Mullite exists in two crystalline forms: acicular (needle-like) and prismatic (columnar). Acicular mullite reinforces the glass phase, and materials with acicular mullite have higher refractoriness compared to those with prismatic mullite when the chemical composition is the same. Heating kaolin rapidly above 1400°C results in the formation of acicular mullite. Otherwise, slow heating to lower temperatures leads to the formation of prismatic mullite. There are also reports of tubular and spherical mullite. The former is speculated to be caused by tension resulting from the size mismatch between silicon-oxygen and aluminum-oxygen tetrahedra, while the latter is known as nitrogen-containing mullite. The anisotropic thermal expansion of mullite contributes to its excellent thermal stability. When used as components in advanced mullite materials for feeding machines, they can be directly replaced on running machines without preheating.

Mullite

What Roles and Effects do Mullites Have?

Regarding the aluminum-silicon ratio and impurity composition in the production of fused mullite, what roles and effects do they have?

According to the Al₂O₃-SiO₂ binary phase diagram, the composition of mullite is favorable at approximately 79% Al₂O₃ and 21% SiO₂. However, considering the presence of certain impurity components in the raw materials, they react with Al₂O₃ and SiO₂ at high temperatures, altering the Al₂O₃/SiO₂ ratio. Therefore, during actual batching, the Al₂O₃/SiO₂ ratio is slightly lower.

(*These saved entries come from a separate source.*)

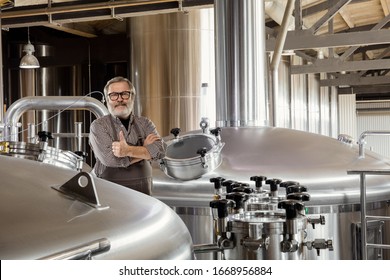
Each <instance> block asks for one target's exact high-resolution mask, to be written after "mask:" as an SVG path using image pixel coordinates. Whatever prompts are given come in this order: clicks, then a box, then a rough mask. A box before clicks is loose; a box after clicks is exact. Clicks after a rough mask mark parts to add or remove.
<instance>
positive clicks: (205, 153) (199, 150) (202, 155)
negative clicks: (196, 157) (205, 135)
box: [196, 147, 207, 158]
mask: <svg viewBox="0 0 390 280" xmlns="http://www.w3.org/2000/svg"><path fill="white" fill-rule="evenodd" d="M196 153H197V154H198V155H200V156H201V157H203V158H204V157H205V155H206V154H207V148H206V147H203V148H200V149H199V150H197V151H196Z"/></svg>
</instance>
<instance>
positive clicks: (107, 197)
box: [0, 156, 193, 259]
mask: <svg viewBox="0 0 390 280" xmlns="http://www.w3.org/2000/svg"><path fill="white" fill-rule="evenodd" d="M0 165H1V170H0V176H1V178H2V180H1V183H0V184H1V186H0V219H1V221H2V222H1V223H2V226H1V231H0V248H1V250H0V258H1V259H40V258H45V257H47V256H50V255H55V254H58V253H60V252H63V251H66V250H68V249H70V248H75V247H77V246H81V245H83V244H88V243H89V242H92V241H95V240H101V239H104V240H107V242H109V243H110V249H109V250H108V251H106V252H102V253H101V254H98V255H96V256H95V257H94V259H192V258H193V254H192V240H191V236H190V233H189V232H188V229H187V228H186V226H185V225H184V223H183V222H182V220H181V219H180V218H179V217H178V216H177V215H176V213H175V212H174V211H173V210H172V209H171V208H169V207H168V206H167V205H165V204H164V203H162V202H160V201H158V200H157V199H155V198H152V197H150V196H146V195H143V194H141V193H139V192H136V191H133V190H130V189H127V188H125V187H122V186H119V185H116V184H113V183H110V182H107V181H104V180H101V179H98V178H96V179H95V180H94V181H95V186H96V191H97V194H98V196H99V199H100V201H101V203H102V204H103V205H105V206H108V208H107V209H103V210H98V209H96V208H93V207H91V206H89V205H87V204H84V203H82V202H80V201H79V200H74V199H72V198H70V197H68V196H65V195H63V194H62V193H60V192H58V191H56V190H54V189H53V188H52V187H54V186H59V185H62V184H64V183H65V182H66V181H68V180H69V179H70V178H72V177H73V176H74V175H75V174H77V173H76V171H73V170H68V169H64V168H59V167H56V166H53V165H51V164H45V163H40V162H37V161H31V160H26V159H20V158H14V157H8V156H0Z"/></svg>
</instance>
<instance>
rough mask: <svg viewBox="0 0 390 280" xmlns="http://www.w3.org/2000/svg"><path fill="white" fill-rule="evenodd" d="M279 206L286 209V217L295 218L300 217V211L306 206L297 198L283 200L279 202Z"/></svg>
mask: <svg viewBox="0 0 390 280" xmlns="http://www.w3.org/2000/svg"><path fill="white" fill-rule="evenodd" d="M278 208H281V209H285V210H286V219H287V220H293V219H296V218H297V217H298V214H299V212H300V211H302V210H303V209H304V208H305V206H304V205H303V204H302V203H301V202H299V201H297V200H283V201H281V202H279V203H278Z"/></svg>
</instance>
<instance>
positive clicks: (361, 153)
mask: <svg viewBox="0 0 390 280" xmlns="http://www.w3.org/2000/svg"><path fill="white" fill-rule="evenodd" d="M371 135H390V131H386V130H377V131H370V130H367V131H364V132H362V134H360V136H359V140H358V144H359V158H364V144H365V141H364V139H365V138H366V136H371Z"/></svg>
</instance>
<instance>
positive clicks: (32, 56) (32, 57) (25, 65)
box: [19, 27, 40, 69]
mask: <svg viewBox="0 0 390 280" xmlns="http://www.w3.org/2000/svg"><path fill="white" fill-rule="evenodd" d="M27 36H28V43H27V44H26V45H24V47H23V52H25V53H26V54H25V56H23V57H22V59H21V60H20V64H19V67H20V68H22V69H33V68H39V67H40V66H39V61H38V59H37V58H36V57H35V55H33V52H35V48H34V46H33V45H32V44H31V43H30V27H27Z"/></svg>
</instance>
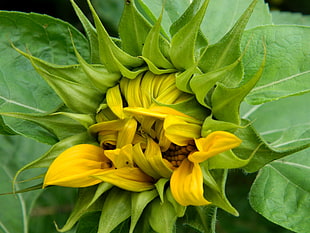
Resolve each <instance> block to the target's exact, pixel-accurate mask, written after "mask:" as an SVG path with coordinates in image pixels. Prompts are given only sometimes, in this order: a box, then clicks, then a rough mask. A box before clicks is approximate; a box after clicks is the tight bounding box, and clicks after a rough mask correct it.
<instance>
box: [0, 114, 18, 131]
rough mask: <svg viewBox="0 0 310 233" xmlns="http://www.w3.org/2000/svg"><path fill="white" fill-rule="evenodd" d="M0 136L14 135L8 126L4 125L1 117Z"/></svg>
mask: <svg viewBox="0 0 310 233" xmlns="http://www.w3.org/2000/svg"><path fill="white" fill-rule="evenodd" d="M0 134H4V135H14V134H16V133H15V132H14V131H13V130H11V129H10V128H9V127H8V126H6V125H5V123H4V121H3V119H2V117H1V116H0Z"/></svg>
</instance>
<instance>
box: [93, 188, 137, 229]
mask: <svg viewBox="0 0 310 233" xmlns="http://www.w3.org/2000/svg"><path fill="white" fill-rule="evenodd" d="M130 214H131V192H128V191H125V190H123V189H119V188H113V189H112V190H111V191H110V192H109V193H108V196H107V198H106V200H105V202H104V204H103V208H102V212H101V216H100V222H99V229H98V233H104V232H106V233H109V232H111V231H112V230H113V229H115V228H116V227H117V226H118V225H119V224H120V223H122V222H123V221H125V220H126V219H127V218H129V217H130Z"/></svg>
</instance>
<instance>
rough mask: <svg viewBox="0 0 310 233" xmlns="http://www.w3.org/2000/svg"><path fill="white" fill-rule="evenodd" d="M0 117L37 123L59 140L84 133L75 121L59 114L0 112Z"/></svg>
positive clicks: (82, 128)
mask: <svg viewBox="0 0 310 233" xmlns="http://www.w3.org/2000/svg"><path fill="white" fill-rule="evenodd" d="M0 115H2V116H10V117H15V118H19V119H23V120H27V121H31V122H34V123H37V124H39V125H41V126H42V127H43V128H45V129H47V130H48V131H49V132H51V133H52V134H54V135H55V136H56V137H57V138H58V139H59V140H61V139H64V138H66V137H69V136H72V135H73V134H79V133H82V132H85V131H86V129H85V127H84V126H82V125H81V124H80V123H78V122H77V121H75V120H72V119H71V118H69V117H67V116H65V115H60V114H49V115H42V114H40V115H39V114H25V113H9V112H6V113H1V112H0ZM34 133H35V132H34Z"/></svg>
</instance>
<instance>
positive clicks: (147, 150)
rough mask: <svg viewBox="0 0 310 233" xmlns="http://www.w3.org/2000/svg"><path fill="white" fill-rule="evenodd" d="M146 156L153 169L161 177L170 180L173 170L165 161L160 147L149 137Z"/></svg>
mask: <svg viewBox="0 0 310 233" xmlns="http://www.w3.org/2000/svg"><path fill="white" fill-rule="evenodd" d="M144 154H145V157H146V159H147V161H148V162H149V164H150V165H151V167H152V168H153V169H154V170H155V171H156V172H157V174H159V175H160V177H165V178H169V177H170V176H171V173H172V170H171V168H170V166H167V163H166V162H165V161H164V160H163V158H162V153H161V150H160V147H159V145H158V144H157V143H156V142H154V141H153V139H151V138H150V137H148V140H147V146H146V149H145V152H144Z"/></svg>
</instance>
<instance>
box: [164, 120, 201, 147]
mask: <svg viewBox="0 0 310 233" xmlns="http://www.w3.org/2000/svg"><path fill="white" fill-rule="evenodd" d="M164 130H165V135H166V137H167V138H168V139H169V140H170V141H171V142H173V143H174V144H177V145H179V146H186V145H187V144H188V141H190V140H193V138H199V137H200V131H201V126H200V125H198V124H195V123H189V122H186V121H185V120H183V119H180V118H178V117H176V116H173V115H169V116H167V117H166V119H165V121H164Z"/></svg>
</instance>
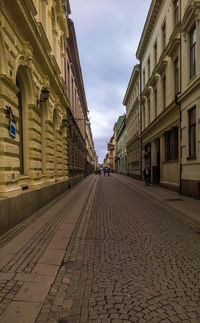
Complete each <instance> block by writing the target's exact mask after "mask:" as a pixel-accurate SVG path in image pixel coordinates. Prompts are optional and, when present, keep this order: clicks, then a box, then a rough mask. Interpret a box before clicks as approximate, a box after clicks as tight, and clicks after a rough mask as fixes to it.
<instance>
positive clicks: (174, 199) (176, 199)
mask: <svg viewBox="0 0 200 323" xmlns="http://www.w3.org/2000/svg"><path fill="white" fill-rule="evenodd" d="M166 201H168V202H174V201H184V200H183V199H166Z"/></svg>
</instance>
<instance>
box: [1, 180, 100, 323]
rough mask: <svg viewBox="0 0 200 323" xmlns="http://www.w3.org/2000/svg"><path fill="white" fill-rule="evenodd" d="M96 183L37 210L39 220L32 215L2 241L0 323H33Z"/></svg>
mask: <svg viewBox="0 0 200 323" xmlns="http://www.w3.org/2000/svg"><path fill="white" fill-rule="evenodd" d="M96 182H97V181H96V177H95V176H89V177H87V178H86V179H84V180H83V181H82V182H81V183H79V184H78V185H77V186H76V187H74V188H73V189H72V190H71V191H67V192H66V193H64V194H63V195H62V197H61V198H58V199H56V201H55V202H54V203H53V204H52V203H49V207H48V206H46V207H44V211H43V213H42V211H41V210H40V216H35V217H34V215H33V219H34V220H33V221H32V223H30V221H27V224H26V221H25V222H24V223H23V224H21V226H22V228H21V230H19V229H18V228H17V227H16V228H15V230H16V231H15V230H14V232H12V238H11V239H10V238H9V235H8V241H7V242H6V241H5V239H3V238H4V237H3V238H1V239H3V241H4V243H3V244H4V246H3V247H2V248H1V249H0V323H34V322H35V320H36V318H37V316H38V314H39V312H40V310H41V308H42V305H43V303H44V301H45V299H46V296H47V295H48V293H49V290H50V288H51V286H52V284H53V282H54V280H55V277H56V276H57V273H58V271H59V268H60V266H61V263H62V261H63V258H64V255H65V252H66V249H67V246H68V244H69V241H70V239H71V235H72V233H73V231H74V229H75V227H76V225H77V224H78V225H80V219H82V218H84V212H86V209H87V207H88V203H90V200H91V198H92V196H93V194H92V193H93V191H94V187H95V185H96ZM23 228H24V229H23ZM19 232H20V233H19ZM1 239H0V240H1Z"/></svg>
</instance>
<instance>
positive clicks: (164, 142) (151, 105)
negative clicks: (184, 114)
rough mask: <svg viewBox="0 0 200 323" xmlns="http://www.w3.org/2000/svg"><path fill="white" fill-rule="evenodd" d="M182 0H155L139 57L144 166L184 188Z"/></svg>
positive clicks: (168, 186) (152, 8)
mask: <svg viewBox="0 0 200 323" xmlns="http://www.w3.org/2000/svg"><path fill="white" fill-rule="evenodd" d="M179 12H180V3H179V1H172V0H165V1H161V0H153V1H152V3H151V7H150V10H149V13H148V16H147V19H146V23H145V26H144V29H143V33H142V36H141V39H140V43H139V46H138V49H137V57H138V59H139V60H140V62H141V112H142V113H141V115H142V156H143V158H142V168H144V167H145V166H149V167H150V168H151V181H152V182H153V183H160V184H161V185H163V186H165V187H168V188H170V189H173V190H176V191H179V189H180V149H179V147H180V106H179V105H178V104H177V102H176V98H177V96H176V95H177V93H178V92H179V91H180V14H179Z"/></svg>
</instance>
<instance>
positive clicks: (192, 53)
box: [190, 26, 196, 78]
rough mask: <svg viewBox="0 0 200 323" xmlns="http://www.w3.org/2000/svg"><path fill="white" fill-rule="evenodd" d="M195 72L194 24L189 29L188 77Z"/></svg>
mask: <svg viewBox="0 0 200 323" xmlns="http://www.w3.org/2000/svg"><path fill="white" fill-rule="evenodd" d="M195 74H196V26H194V27H193V28H192V30H191V31H190V78H192V77H193V76H194V75H195Z"/></svg>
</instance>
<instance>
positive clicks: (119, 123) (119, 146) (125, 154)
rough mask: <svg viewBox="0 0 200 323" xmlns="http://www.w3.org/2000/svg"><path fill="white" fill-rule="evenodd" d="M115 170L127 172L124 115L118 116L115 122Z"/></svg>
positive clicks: (125, 125)
mask: <svg viewBox="0 0 200 323" xmlns="http://www.w3.org/2000/svg"><path fill="white" fill-rule="evenodd" d="M116 134H117V136H116V157H115V164H116V171H117V172H118V173H121V174H124V175H126V174H127V151H126V115H123V116H120V117H119V118H118V120H117V122H116Z"/></svg>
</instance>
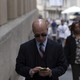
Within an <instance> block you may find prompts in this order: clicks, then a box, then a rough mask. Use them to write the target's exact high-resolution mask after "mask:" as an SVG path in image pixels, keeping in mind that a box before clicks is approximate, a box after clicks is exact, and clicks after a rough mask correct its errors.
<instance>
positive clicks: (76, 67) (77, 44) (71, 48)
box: [64, 22, 80, 80]
mask: <svg viewBox="0 0 80 80" xmlns="http://www.w3.org/2000/svg"><path fill="white" fill-rule="evenodd" d="M70 29H71V33H72V34H71V35H70V36H69V37H68V38H67V39H66V43H65V47H64V51H65V53H66V57H67V61H68V64H71V68H72V74H73V80H80V23H79V22H74V23H73V24H72V25H71V28H70Z"/></svg>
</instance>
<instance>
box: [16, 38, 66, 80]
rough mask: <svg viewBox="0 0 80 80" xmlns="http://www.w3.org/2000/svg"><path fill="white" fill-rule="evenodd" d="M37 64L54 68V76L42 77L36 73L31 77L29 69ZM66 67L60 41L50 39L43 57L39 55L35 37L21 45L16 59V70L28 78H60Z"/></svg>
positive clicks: (53, 68)
mask: <svg viewBox="0 0 80 80" xmlns="http://www.w3.org/2000/svg"><path fill="white" fill-rule="evenodd" d="M36 66H42V67H49V68H50V69H51V70H52V76H51V77H48V76H46V77H41V76H39V75H38V73H36V74H35V75H34V76H33V78H31V76H30V75H29V70H30V69H31V68H34V67H36ZM66 69H67V63H66V59H65V57H64V54H63V49H62V47H61V46H60V45H59V44H58V43H56V42H53V41H52V40H50V39H48V42H47V45H46V49H45V54H44V57H43V58H41V56H40V55H39V52H38V49H37V46H36V41H35V39H33V40H30V41H29V42H26V43H24V44H22V45H21V46H20V50H19V54H18V57H17V59H16V72H17V73H18V74H20V75H22V76H24V77H25V78H26V80H58V77H59V76H61V75H62V74H64V73H65V71H66Z"/></svg>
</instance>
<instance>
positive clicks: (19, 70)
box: [16, 46, 30, 78]
mask: <svg viewBox="0 0 80 80" xmlns="http://www.w3.org/2000/svg"><path fill="white" fill-rule="evenodd" d="M24 51H25V50H24V48H23V46H20V49H19V53H18V56H17V59H16V72H17V73H18V74H19V75H21V76H24V77H28V78H30V75H29V70H30V67H28V66H26V56H25V52H24Z"/></svg>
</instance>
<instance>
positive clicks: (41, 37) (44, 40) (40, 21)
mask: <svg viewBox="0 0 80 80" xmlns="http://www.w3.org/2000/svg"><path fill="white" fill-rule="evenodd" d="M32 30H33V33H34V35H35V38H36V40H37V41H38V42H44V41H45V40H46V36H47V32H48V25H47V23H46V21H45V20H43V19H37V20H35V21H34V22H33V24H32Z"/></svg>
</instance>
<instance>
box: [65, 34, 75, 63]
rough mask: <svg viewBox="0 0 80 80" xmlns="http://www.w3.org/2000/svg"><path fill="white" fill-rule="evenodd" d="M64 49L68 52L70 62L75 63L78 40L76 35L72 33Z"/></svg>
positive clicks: (66, 55) (68, 55)
mask: <svg viewBox="0 0 80 80" xmlns="http://www.w3.org/2000/svg"><path fill="white" fill-rule="evenodd" d="M64 51H65V54H66V58H67V61H68V64H74V62H75V56H76V41H75V37H73V36H72V35H70V36H69V37H68V38H67V39H66V44H65V47H64Z"/></svg>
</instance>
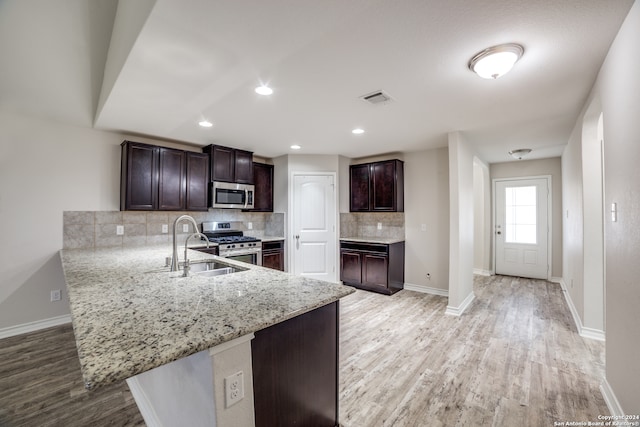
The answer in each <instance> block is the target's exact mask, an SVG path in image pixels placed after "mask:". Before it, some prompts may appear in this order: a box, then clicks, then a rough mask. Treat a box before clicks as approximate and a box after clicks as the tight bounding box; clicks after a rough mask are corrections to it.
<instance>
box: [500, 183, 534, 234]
mask: <svg viewBox="0 0 640 427" xmlns="http://www.w3.org/2000/svg"><path fill="white" fill-rule="evenodd" d="M536 190H537V187H536V186H528V187H506V188H505V214H506V218H505V219H506V221H505V228H506V229H505V241H506V242H507V243H526V244H533V245H535V244H536V243H537V238H536V235H537V233H536V230H537V227H536V224H537V218H536V211H537V207H536V200H537V192H536Z"/></svg>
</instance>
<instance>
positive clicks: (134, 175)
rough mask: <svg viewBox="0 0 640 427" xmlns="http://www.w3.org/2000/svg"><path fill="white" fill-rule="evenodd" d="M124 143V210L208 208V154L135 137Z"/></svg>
mask: <svg viewBox="0 0 640 427" xmlns="http://www.w3.org/2000/svg"><path fill="white" fill-rule="evenodd" d="M121 146H122V159H121V162H122V164H121V177H120V209H121V210H207V190H208V183H209V179H208V176H209V175H208V173H209V170H208V156H207V155H206V154H201V153H191V152H187V151H183V150H176V149H173V148H166V147H158V146H155V145H150V144H142V143H139V142H132V141H124V142H123V143H122V145H121ZM203 201H204V202H203Z"/></svg>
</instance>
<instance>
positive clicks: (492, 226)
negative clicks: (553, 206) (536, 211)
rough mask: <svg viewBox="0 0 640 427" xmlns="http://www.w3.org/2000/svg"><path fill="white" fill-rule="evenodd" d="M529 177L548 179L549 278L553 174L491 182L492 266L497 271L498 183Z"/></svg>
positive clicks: (547, 245) (547, 198) (551, 251)
mask: <svg viewBox="0 0 640 427" xmlns="http://www.w3.org/2000/svg"><path fill="white" fill-rule="evenodd" d="M529 179H546V180H547V189H548V190H549V191H548V192H547V265H548V266H549V268H548V269H547V280H550V279H551V272H552V271H553V263H552V260H553V241H552V237H553V221H552V219H553V206H552V202H553V180H552V176H551V175H536V176H517V177H513V178H494V179H493V180H492V183H491V230H493V237H492V239H491V241H492V245H493V251H492V252H493V260H492V268H493V271H494V273H495V271H496V232H495V227H496V184H497V183H498V182H504V181H524V180H529Z"/></svg>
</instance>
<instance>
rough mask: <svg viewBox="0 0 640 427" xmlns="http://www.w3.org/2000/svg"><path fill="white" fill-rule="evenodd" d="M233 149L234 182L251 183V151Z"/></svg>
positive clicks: (245, 183) (251, 165) (252, 154)
mask: <svg viewBox="0 0 640 427" xmlns="http://www.w3.org/2000/svg"><path fill="white" fill-rule="evenodd" d="M234 151H235V153H234V154H235V182H237V183H239V184H253V153H252V152H251V151H244V150H234Z"/></svg>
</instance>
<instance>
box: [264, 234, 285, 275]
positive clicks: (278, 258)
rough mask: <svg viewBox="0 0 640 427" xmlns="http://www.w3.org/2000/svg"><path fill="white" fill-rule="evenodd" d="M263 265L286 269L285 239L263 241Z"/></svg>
mask: <svg viewBox="0 0 640 427" xmlns="http://www.w3.org/2000/svg"><path fill="white" fill-rule="evenodd" d="M262 266H263V267H267V268H273V269H274V270H280V271H284V240H276V241H270V242H262Z"/></svg>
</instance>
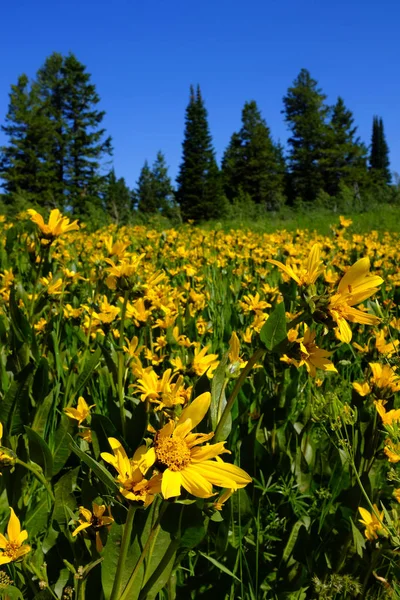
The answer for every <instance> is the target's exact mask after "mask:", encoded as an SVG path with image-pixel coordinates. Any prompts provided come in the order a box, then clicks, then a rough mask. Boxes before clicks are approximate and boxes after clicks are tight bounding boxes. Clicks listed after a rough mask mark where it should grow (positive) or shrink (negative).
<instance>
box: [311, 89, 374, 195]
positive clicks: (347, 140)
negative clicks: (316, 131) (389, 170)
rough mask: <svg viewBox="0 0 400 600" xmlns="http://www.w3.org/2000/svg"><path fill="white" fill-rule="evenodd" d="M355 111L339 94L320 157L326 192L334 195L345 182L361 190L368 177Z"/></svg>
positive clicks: (325, 190) (331, 114)
mask: <svg viewBox="0 0 400 600" xmlns="http://www.w3.org/2000/svg"><path fill="white" fill-rule="evenodd" d="M356 133H357V127H355V126H354V118H353V114H352V112H351V111H350V110H348V109H347V108H346V106H345V104H344V101H343V98H341V97H339V98H338V100H337V102H336V104H335V105H334V106H333V107H332V110H331V119H330V122H329V125H328V128H327V131H326V136H325V147H324V151H323V153H322V156H321V159H320V167H321V171H322V174H323V179H324V191H325V192H327V193H328V194H329V195H331V196H336V195H337V194H338V193H339V188H340V186H341V185H342V186H343V185H345V186H347V187H348V188H350V189H355V190H358V189H359V188H360V187H362V186H363V185H364V184H365V182H366V179H367V149H366V147H365V146H364V144H362V143H361V141H360V138H359V137H357V136H356Z"/></svg>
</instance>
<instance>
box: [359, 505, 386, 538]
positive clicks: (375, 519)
mask: <svg viewBox="0 0 400 600" xmlns="http://www.w3.org/2000/svg"><path fill="white" fill-rule="evenodd" d="M373 506H374V511H373V512H369V511H368V510H366V509H365V508H362V506H360V507H359V508H358V510H359V511H360V514H361V516H362V519H359V521H360V523H362V524H363V525H365V532H364V535H365V537H366V538H367V540H369V541H372V540H376V539H378V535H387V533H386V530H385V528H384V526H383V515H384V511H382V512H379V509H378V507H377V505H376V504H374V505H373ZM375 513H376V514H375ZM377 515H378V516H379V518H378V517H377Z"/></svg>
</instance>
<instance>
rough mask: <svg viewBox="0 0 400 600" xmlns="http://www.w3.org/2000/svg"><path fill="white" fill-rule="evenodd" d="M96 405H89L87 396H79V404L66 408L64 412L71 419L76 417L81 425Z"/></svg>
mask: <svg viewBox="0 0 400 600" xmlns="http://www.w3.org/2000/svg"><path fill="white" fill-rule="evenodd" d="M94 406H96V405H95V404H92V405H91V406H89V405H88V403H87V402H86V400H85V398H83V397H82V396H79V398H78V406H77V407H76V408H64V412H65V414H66V415H67V416H68V417H69V418H70V419H75V420H76V421H78V425H81V423H83V421H85V420H86V419H87V418H88V417H89V416H90V410H91V409H92V408H93V407H94Z"/></svg>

As for impurities like TiO₂, CaO, MgO, and R₂O, except for a small amount of titanium that can enter the mullite solid solution and exist in the glass phase, the rest cannot be reduced or removed. Thus, an increase in impurity content leads to an increase in the glassy and corundum content, resulting in coarse crystalline mullite structure, higher porosity, and reduced thermal shock stability and erosion resistance, making it prone to cracking.

Zirconia Mullite

To further improve the chemical erosion resistance and thermal shock resistance while reducing the expansion coefficient of mullite, zirconium dioxide (ZrO₂) can be introduced into the Al₂O₃-SiO₂ system to improve the mullite structure. Mullite containing zirconia is called zirconia mullite. Zirconia mullite is typically produced by the electric melting method. The introduction of ZrO₂ into mullite has two effects: 1. It forms a solid solution, activates the lattice, and creates vacancies, promoting sintering. By utilizing the toughening mechanism of ZrO₂ phase transformation, it enhances high-temperature mechanical properties. When the mass fraction of ZrO₂ is between 15% and 30%, stress-induced phase transformation toughening is the primary mechanism. When ZrO₂ exceeds 30%, microcracking toughening becomes dominant.

Zirconia mullite is mainly used in key areas of new steel casting ladle slide gates, continuous casting nozzles, tundish dams, and glass furnace linings.